Jack Devlin

My first impression of Yale was its stairs. Then, I met my suitemates: Priyanka, Esther, Carmen, Brianna and Caroline. Carmen’s dad counted eighty-three steps — or something like that — from Lawrance Hall’s C-entryway door to our fifth-floor suite. As I hauled my suitcase over each stone-clad step, I felt like a modern-day Sisyphus. I resolved that it was going to be a long year, but at least my calves would look good.

The first few weeks of college raced by while I struggled to find my bearings. I was cripplingly nervous about everything and couldn’t understand a demand curve if my life depended on it. In an attempt to hide my proclivity for afternoon naps and other introverted inclinations, I didn’t spend much time in my suite.

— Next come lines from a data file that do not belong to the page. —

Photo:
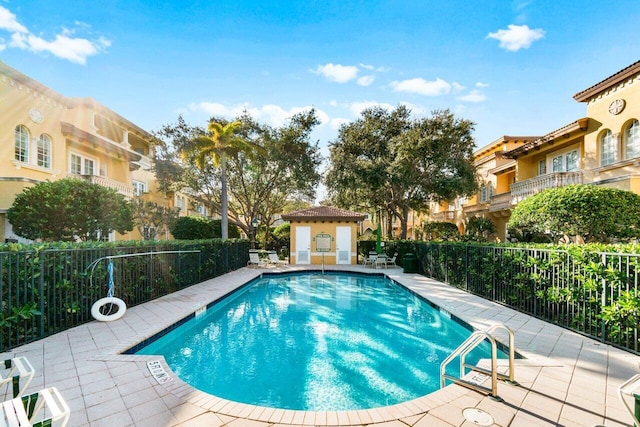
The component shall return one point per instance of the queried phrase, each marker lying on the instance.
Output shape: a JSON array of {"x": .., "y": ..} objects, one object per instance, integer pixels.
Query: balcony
[
  {"x": 500, "y": 202},
  {"x": 521, "y": 190},
  {"x": 474, "y": 208},
  {"x": 125, "y": 189},
  {"x": 444, "y": 216}
]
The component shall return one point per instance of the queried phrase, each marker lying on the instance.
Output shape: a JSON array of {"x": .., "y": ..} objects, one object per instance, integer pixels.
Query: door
[
  {"x": 343, "y": 245},
  {"x": 303, "y": 245}
]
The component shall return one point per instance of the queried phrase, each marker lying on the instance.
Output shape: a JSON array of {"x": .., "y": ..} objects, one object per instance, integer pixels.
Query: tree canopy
[
  {"x": 69, "y": 209},
  {"x": 596, "y": 214},
  {"x": 283, "y": 173},
  {"x": 388, "y": 161}
]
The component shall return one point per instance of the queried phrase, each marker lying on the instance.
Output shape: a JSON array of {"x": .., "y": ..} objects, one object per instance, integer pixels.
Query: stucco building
[
  {"x": 324, "y": 234},
  {"x": 47, "y": 136}
]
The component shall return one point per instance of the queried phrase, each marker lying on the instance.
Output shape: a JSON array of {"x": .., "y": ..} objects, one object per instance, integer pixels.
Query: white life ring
[{"x": 95, "y": 309}]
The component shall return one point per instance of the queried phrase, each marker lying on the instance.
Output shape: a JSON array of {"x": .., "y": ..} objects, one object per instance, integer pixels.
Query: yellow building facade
[
  {"x": 323, "y": 235},
  {"x": 602, "y": 148},
  {"x": 45, "y": 136}
]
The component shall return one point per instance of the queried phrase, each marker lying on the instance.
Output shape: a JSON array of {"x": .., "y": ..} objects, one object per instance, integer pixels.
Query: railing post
[
  {"x": 41, "y": 296},
  {"x": 603, "y": 325}
]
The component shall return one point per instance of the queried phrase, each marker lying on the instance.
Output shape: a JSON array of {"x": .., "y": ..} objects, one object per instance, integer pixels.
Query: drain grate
[{"x": 478, "y": 417}]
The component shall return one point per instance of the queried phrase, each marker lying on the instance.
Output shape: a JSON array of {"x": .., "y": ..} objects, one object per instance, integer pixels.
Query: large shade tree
[
  {"x": 282, "y": 173},
  {"x": 214, "y": 146},
  {"x": 69, "y": 209},
  {"x": 388, "y": 161}
]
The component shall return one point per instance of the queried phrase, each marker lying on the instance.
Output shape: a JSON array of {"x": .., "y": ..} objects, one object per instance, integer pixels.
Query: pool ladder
[{"x": 466, "y": 347}]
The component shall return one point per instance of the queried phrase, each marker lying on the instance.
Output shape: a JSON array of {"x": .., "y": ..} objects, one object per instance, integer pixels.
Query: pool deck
[{"x": 565, "y": 380}]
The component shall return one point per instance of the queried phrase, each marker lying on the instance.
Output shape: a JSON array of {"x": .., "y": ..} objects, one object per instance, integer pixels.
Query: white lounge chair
[
  {"x": 381, "y": 261},
  {"x": 42, "y": 409},
  {"x": 391, "y": 262},
  {"x": 273, "y": 259},
  {"x": 16, "y": 373},
  {"x": 255, "y": 261},
  {"x": 371, "y": 259}
]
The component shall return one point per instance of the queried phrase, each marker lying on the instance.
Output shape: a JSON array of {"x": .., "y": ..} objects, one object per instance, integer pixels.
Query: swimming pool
[{"x": 316, "y": 342}]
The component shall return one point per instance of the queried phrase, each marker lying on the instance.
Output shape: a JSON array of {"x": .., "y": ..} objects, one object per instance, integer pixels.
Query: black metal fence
[
  {"x": 46, "y": 291},
  {"x": 594, "y": 293}
]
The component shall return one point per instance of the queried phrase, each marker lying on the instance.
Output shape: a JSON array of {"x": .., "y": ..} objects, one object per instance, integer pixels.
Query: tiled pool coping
[{"x": 567, "y": 379}]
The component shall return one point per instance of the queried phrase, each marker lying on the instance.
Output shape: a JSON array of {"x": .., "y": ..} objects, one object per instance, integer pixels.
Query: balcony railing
[
  {"x": 500, "y": 202},
  {"x": 444, "y": 216},
  {"x": 125, "y": 189},
  {"x": 521, "y": 190}
]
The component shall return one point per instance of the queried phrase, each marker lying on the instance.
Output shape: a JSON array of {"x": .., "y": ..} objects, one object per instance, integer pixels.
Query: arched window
[
  {"x": 22, "y": 144},
  {"x": 632, "y": 140},
  {"x": 44, "y": 151},
  {"x": 608, "y": 148}
]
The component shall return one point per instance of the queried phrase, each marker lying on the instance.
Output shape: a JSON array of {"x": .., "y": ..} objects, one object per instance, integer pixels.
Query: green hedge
[
  {"x": 593, "y": 289},
  {"x": 47, "y": 288}
]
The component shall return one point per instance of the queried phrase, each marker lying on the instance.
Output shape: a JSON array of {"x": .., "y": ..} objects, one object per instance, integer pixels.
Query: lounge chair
[
  {"x": 381, "y": 261},
  {"x": 18, "y": 373},
  {"x": 274, "y": 260},
  {"x": 391, "y": 261},
  {"x": 39, "y": 409},
  {"x": 255, "y": 261},
  {"x": 371, "y": 259}
]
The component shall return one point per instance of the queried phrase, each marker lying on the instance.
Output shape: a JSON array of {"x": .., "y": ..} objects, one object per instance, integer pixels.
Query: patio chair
[
  {"x": 371, "y": 259},
  {"x": 255, "y": 261},
  {"x": 273, "y": 259},
  {"x": 391, "y": 261},
  {"x": 381, "y": 261},
  {"x": 42, "y": 409},
  {"x": 18, "y": 373}
]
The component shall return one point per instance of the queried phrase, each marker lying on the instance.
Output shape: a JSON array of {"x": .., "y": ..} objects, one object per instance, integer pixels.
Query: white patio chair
[
  {"x": 42, "y": 409},
  {"x": 273, "y": 259},
  {"x": 371, "y": 259},
  {"x": 381, "y": 261},
  {"x": 17, "y": 373},
  {"x": 391, "y": 261},
  {"x": 255, "y": 261}
]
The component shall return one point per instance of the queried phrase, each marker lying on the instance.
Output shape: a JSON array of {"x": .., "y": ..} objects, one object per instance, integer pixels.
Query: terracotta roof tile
[
  {"x": 323, "y": 213},
  {"x": 610, "y": 81}
]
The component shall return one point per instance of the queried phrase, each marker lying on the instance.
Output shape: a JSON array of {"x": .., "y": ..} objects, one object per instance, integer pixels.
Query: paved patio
[{"x": 566, "y": 379}]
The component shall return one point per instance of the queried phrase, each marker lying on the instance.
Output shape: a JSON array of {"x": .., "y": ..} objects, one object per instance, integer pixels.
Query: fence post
[
  {"x": 41, "y": 296},
  {"x": 603, "y": 326}
]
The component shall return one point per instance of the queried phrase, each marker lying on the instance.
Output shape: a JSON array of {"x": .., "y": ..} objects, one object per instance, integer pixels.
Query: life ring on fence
[{"x": 110, "y": 315}]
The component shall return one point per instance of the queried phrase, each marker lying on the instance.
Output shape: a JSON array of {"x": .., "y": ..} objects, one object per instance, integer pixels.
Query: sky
[{"x": 511, "y": 67}]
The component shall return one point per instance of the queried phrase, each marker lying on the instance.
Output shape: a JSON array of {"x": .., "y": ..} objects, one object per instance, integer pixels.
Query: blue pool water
[{"x": 315, "y": 342}]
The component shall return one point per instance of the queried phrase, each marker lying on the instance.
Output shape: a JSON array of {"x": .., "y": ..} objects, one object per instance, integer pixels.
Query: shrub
[
  {"x": 193, "y": 228},
  {"x": 595, "y": 214}
]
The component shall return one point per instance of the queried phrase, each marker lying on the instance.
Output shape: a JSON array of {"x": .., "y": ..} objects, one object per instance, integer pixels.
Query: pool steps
[{"x": 474, "y": 340}]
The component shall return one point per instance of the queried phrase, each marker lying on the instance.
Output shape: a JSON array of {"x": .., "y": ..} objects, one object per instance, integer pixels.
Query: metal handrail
[
  {"x": 512, "y": 351},
  {"x": 467, "y": 346}
]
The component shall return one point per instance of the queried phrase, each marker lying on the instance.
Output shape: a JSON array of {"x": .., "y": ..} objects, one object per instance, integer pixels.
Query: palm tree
[{"x": 216, "y": 145}]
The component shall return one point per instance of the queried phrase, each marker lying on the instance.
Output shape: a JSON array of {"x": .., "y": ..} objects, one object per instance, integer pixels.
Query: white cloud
[
  {"x": 420, "y": 86},
  {"x": 272, "y": 114},
  {"x": 9, "y": 22},
  {"x": 337, "y": 122},
  {"x": 473, "y": 96},
  {"x": 517, "y": 37},
  {"x": 64, "y": 46},
  {"x": 457, "y": 87},
  {"x": 365, "y": 80},
  {"x": 337, "y": 72}
]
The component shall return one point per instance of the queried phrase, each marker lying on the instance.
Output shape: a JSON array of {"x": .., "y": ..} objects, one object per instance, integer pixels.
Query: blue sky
[{"x": 510, "y": 67}]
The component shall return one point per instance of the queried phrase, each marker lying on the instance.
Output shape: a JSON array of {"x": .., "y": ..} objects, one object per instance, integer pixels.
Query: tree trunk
[
  {"x": 224, "y": 223},
  {"x": 404, "y": 219}
]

I showed my face at clubs I knew I would never join and parties where I waited for adventurous nights that never materialized. Months passed: the oak trees on Old Campus grew golden with the promise of impending frost, and the wind howled its melody of a semester nearing its end. By the first snowfall, I knew I was no longer new enough to have an excuse for how disoriented I felt.

Soon, I saw the peak of my Lawrance Hall hike. It took me a handful of good cries, gut-wrenching realizations, and GHeav sandwiches to see who had been there all along. And I hate that I took my suitemates’ unwavering commitment to “H2O” watch parties and my well-being for granted — that I didn’t appreciate the friendships that were consecrated by some higher power (the Yale housing algorithm) last June. I started to hold onto those fleeting moments — those moments when I didn’t know I had it so good. Like when Esther and I crossed paths at 3 a.m. nearly every Tuesday night, and she asked how my day was while we both struggled to figure out what part of our souls we had lost in the depths of Bass Library. Or when Caroline showed us her La Croix stash, and I was deeply horrified yet impressed by her obsession with flavored seltzer.

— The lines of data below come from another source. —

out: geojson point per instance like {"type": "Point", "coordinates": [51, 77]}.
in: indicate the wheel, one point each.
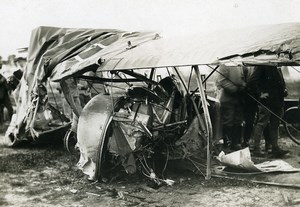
{"type": "Point", "coordinates": [292, 124]}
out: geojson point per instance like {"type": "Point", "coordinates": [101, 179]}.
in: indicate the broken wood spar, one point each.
{"type": "Point", "coordinates": [207, 120]}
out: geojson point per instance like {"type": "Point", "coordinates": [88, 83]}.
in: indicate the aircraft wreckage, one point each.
{"type": "Point", "coordinates": [155, 101]}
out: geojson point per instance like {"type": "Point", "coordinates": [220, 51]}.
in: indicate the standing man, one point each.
{"type": "Point", "coordinates": [4, 99]}
{"type": "Point", "coordinates": [269, 87]}
{"type": "Point", "coordinates": [230, 82]}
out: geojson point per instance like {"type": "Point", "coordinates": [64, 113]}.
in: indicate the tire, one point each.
{"type": "Point", "coordinates": [292, 124]}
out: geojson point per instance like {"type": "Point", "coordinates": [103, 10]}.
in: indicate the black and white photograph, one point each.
{"type": "Point", "coordinates": [163, 103]}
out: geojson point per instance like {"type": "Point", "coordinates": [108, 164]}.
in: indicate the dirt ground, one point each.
{"type": "Point", "coordinates": [46, 175]}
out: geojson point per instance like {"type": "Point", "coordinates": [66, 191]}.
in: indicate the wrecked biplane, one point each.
{"type": "Point", "coordinates": [152, 105]}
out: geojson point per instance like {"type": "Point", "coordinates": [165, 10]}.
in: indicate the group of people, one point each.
{"type": "Point", "coordinates": [252, 104]}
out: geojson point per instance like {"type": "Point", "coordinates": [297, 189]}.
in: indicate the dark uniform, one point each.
{"type": "Point", "coordinates": [230, 82]}
{"type": "Point", "coordinates": [4, 99]}
{"type": "Point", "coordinates": [268, 85]}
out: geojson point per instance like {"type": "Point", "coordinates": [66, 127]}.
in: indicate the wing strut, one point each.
{"type": "Point", "coordinates": [207, 121]}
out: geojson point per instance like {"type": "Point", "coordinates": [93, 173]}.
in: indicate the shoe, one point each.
{"type": "Point", "coordinates": [279, 153]}
{"type": "Point", "coordinates": [236, 147]}
{"type": "Point", "coordinates": [268, 148]}
{"type": "Point", "coordinates": [245, 144]}
{"type": "Point", "coordinates": [258, 153]}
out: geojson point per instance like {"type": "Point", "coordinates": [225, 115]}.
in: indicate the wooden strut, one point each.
{"type": "Point", "coordinates": [207, 121]}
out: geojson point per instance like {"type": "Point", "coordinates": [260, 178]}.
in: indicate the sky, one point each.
{"type": "Point", "coordinates": [169, 17]}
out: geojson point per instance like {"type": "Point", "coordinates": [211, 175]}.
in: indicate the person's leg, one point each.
{"type": "Point", "coordinates": [8, 105]}
{"type": "Point", "coordinates": [238, 118]}
{"type": "Point", "coordinates": [274, 133]}
{"type": "Point", "coordinates": [1, 114]}
{"type": "Point", "coordinates": [250, 111]}
{"type": "Point", "coordinates": [263, 119]}
{"type": "Point", "coordinates": [267, 136]}
{"type": "Point", "coordinates": [226, 116]}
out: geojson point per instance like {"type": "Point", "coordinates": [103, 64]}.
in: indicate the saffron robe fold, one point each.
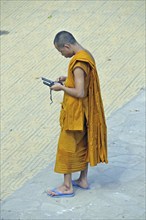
{"type": "Point", "coordinates": [83, 136]}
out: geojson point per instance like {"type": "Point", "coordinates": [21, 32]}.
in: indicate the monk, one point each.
{"type": "Point", "coordinates": [83, 136]}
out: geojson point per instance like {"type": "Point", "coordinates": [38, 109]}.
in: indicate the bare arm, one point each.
{"type": "Point", "coordinates": [78, 90]}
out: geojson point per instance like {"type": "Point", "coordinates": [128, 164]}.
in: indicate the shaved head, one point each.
{"type": "Point", "coordinates": [64, 37]}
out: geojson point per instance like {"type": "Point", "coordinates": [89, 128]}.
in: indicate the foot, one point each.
{"type": "Point", "coordinates": [82, 183]}
{"type": "Point", "coordinates": [63, 189]}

By the beginning of the second semester, I wanted to make up for lost time and steps not climbed. I wanted to be the goofy suitemate Carmen requested on her housing form, wanted to be at Stiles’ Sunday family dinners and our common room ketchup battles. I wasn’t sure if my suite would accept what I’d suppressed last semester — my self-deprecating jokes and frizzy hair and categorical New York City personality and love for hiking and tendency to stress cry. But, in our suite clad with week-old potato chips, they did.

Like on most Friday nights, I swung open the door at around 8 p.m., still wheezing from the trek to my room, and found Priyanka on her back — rolling and chuckling on my dusty carpet. Despite the unrelenting cold of New Haven’s February — and our heat that, despite many prayers to facilities, refused to function during the coldest week of the semester — Carmen and my double brimmed with warmth from Priyanka’s laughter. My cheeks were rosy from the frosty wind and those five flights of stairs while hers were from Brianna’s wry joke about class.

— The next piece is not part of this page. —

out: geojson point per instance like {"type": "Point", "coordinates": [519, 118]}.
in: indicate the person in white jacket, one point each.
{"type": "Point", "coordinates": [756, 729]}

Sitting on the floor with Priyanka, I finally caught my breath. I honestly don’t remember our conversation, but it was probably about how we were all crushing on the main character of “H2O.” This was all I’d been waiting for. The quintessential first-year moment — the moment when I felt whole and grounded and worthy of a Yale friendship that endures even after we leave Lawrance C51.

Talks on our dusty rug soon became a nightly ritual. Five flights above our first year, sitting on our shaggy carpet, we told each other about our disparate lives in far-flung places: how Carmen drives with her knees and how Priyanka’s a Philly girl at heart and how Brianna is too humble to admit that she’s the best 18-year-old squash player in Canada and how I’m the most outdoorsy city girl you’ll meet. Our suite held our collective breath of fresh air. During Saturday nights on our fifth floor, we danced like no one was watching — probably because no one was (you can’t see our window from High Street Gate). And at dusk on weekdays, we marveled at the mauve sunset behind Harkness Tower until it felt like we were the main characters in a melodramatic teenage movie. Eighty-three and change steps up from Old Campus, I finally realized that my daily hike was worth it in the end. So, if you ever find yourself in Lawrance Hall, please come to the fifth floor for the best view at Yale. But, I’m warning you, you’ll want to stay for the people — I can attest.